Calling any of the R API from threaded code is ‘for experts only’ and strongly discouraged. Many functions in the R API modify internal R data structures and might corrupt these data structures if called simultaneously from multiple threads. Most R API functions can signal errors, which must only happen on the R main thread. Also, external libraries (e.g. LAPACK) may not be thread-safe.

Within Rcpp, R objects will default to being protected from garbage collection (code link). This means, however, that the Rcpp object constructors and destructors must only execute on the main thread as they interact with the R API to manage GC protection.

From the design of BPCells C++ code, we will often have code that is running not on the main thread, e.g. the C++ function run_with_R_interrupt_check runs the main work in a background thread to simplify interrupt checking. And obviously explicit parallelization will result in code running off the main thread.

For safety, we must assume that MatrixLoader and FragmentLoader objects may contain references to R objects. Therefore their constructors and destructors can only be called from the main thread.

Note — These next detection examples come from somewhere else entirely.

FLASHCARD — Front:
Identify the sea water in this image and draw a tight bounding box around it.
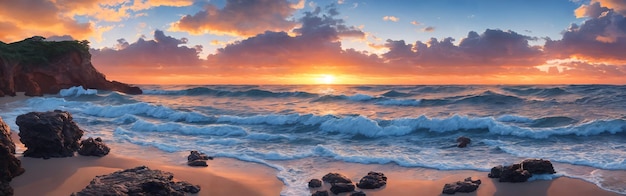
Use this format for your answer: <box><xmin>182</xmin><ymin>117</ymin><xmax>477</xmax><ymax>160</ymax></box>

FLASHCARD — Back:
<box><xmin>0</xmin><ymin>85</ymin><xmax>626</xmax><ymax>195</ymax></box>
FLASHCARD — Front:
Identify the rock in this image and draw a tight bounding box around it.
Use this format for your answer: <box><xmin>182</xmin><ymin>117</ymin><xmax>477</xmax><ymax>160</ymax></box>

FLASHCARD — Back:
<box><xmin>0</xmin><ymin>38</ymin><xmax>142</xmax><ymax>96</ymax></box>
<box><xmin>0</xmin><ymin>140</ymin><xmax>24</xmax><ymax>182</ymax></box>
<box><xmin>0</xmin><ymin>182</ymin><xmax>13</xmax><ymax>195</ymax></box>
<box><xmin>356</xmin><ymin>171</ymin><xmax>387</xmax><ymax>189</ymax></box>
<box><xmin>499</xmin><ymin>164</ymin><xmax>533</xmax><ymax>182</ymax></box>
<box><xmin>350</xmin><ymin>191</ymin><xmax>366</xmax><ymax>196</ymax></box>
<box><xmin>72</xmin><ymin>166</ymin><xmax>200</xmax><ymax>196</ymax></box>
<box><xmin>309</xmin><ymin>179</ymin><xmax>322</xmax><ymax>188</ymax></box>
<box><xmin>0</xmin><ymin>117</ymin><xmax>15</xmax><ymax>154</ymax></box>
<box><xmin>15</xmin><ymin>110</ymin><xmax>84</xmax><ymax>158</ymax></box>
<box><xmin>78</xmin><ymin>137</ymin><xmax>111</xmax><ymax>157</ymax></box>
<box><xmin>187</xmin><ymin>150</ymin><xmax>213</xmax><ymax>167</ymax></box>
<box><xmin>521</xmin><ymin>159</ymin><xmax>556</xmax><ymax>174</ymax></box>
<box><xmin>322</xmin><ymin>173</ymin><xmax>352</xmax><ymax>183</ymax></box>
<box><xmin>487</xmin><ymin>165</ymin><xmax>502</xmax><ymax>178</ymax></box>
<box><xmin>330</xmin><ymin>182</ymin><xmax>355</xmax><ymax>194</ymax></box>
<box><xmin>456</xmin><ymin>136</ymin><xmax>472</xmax><ymax>148</ymax></box>
<box><xmin>187</xmin><ymin>150</ymin><xmax>213</xmax><ymax>161</ymax></box>
<box><xmin>187</xmin><ymin>160</ymin><xmax>209</xmax><ymax>167</ymax></box>
<box><xmin>442</xmin><ymin>177</ymin><xmax>481</xmax><ymax>194</ymax></box>
<box><xmin>311</xmin><ymin>191</ymin><xmax>329</xmax><ymax>196</ymax></box>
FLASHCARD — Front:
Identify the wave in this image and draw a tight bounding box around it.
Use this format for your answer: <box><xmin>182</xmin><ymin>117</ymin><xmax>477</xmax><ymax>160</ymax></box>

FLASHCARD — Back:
<box><xmin>59</xmin><ymin>86</ymin><xmax>98</xmax><ymax>97</ymax></box>
<box><xmin>455</xmin><ymin>91</ymin><xmax>525</xmax><ymax>105</ymax></box>
<box><xmin>143</xmin><ymin>87</ymin><xmax>317</xmax><ymax>98</ymax></box>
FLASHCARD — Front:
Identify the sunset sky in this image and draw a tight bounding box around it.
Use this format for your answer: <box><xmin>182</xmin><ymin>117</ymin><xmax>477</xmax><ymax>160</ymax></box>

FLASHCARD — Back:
<box><xmin>0</xmin><ymin>0</ymin><xmax>626</xmax><ymax>84</ymax></box>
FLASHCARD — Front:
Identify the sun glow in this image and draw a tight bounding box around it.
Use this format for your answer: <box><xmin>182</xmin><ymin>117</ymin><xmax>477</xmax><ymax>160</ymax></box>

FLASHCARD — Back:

Ensuring constructors are only called from the main thread is fairly simple – just put all constructors in the top level when directly requested from R.

To ensure destructors are only called on the main thread, we must never give ownership of a MatrixLoader or FragmentLoader object to a worker thread. Passing references or raw pointers is fine. Giving ownership via unique_ptr, move semantics, or pass-by-value must all be avoided. One notable exception is that we can give another MatrixLoader ownership over a unique_ptr<MatrixLoader>, as by contract we assume that the parent MatrixLoader will only get destructed on the main thread.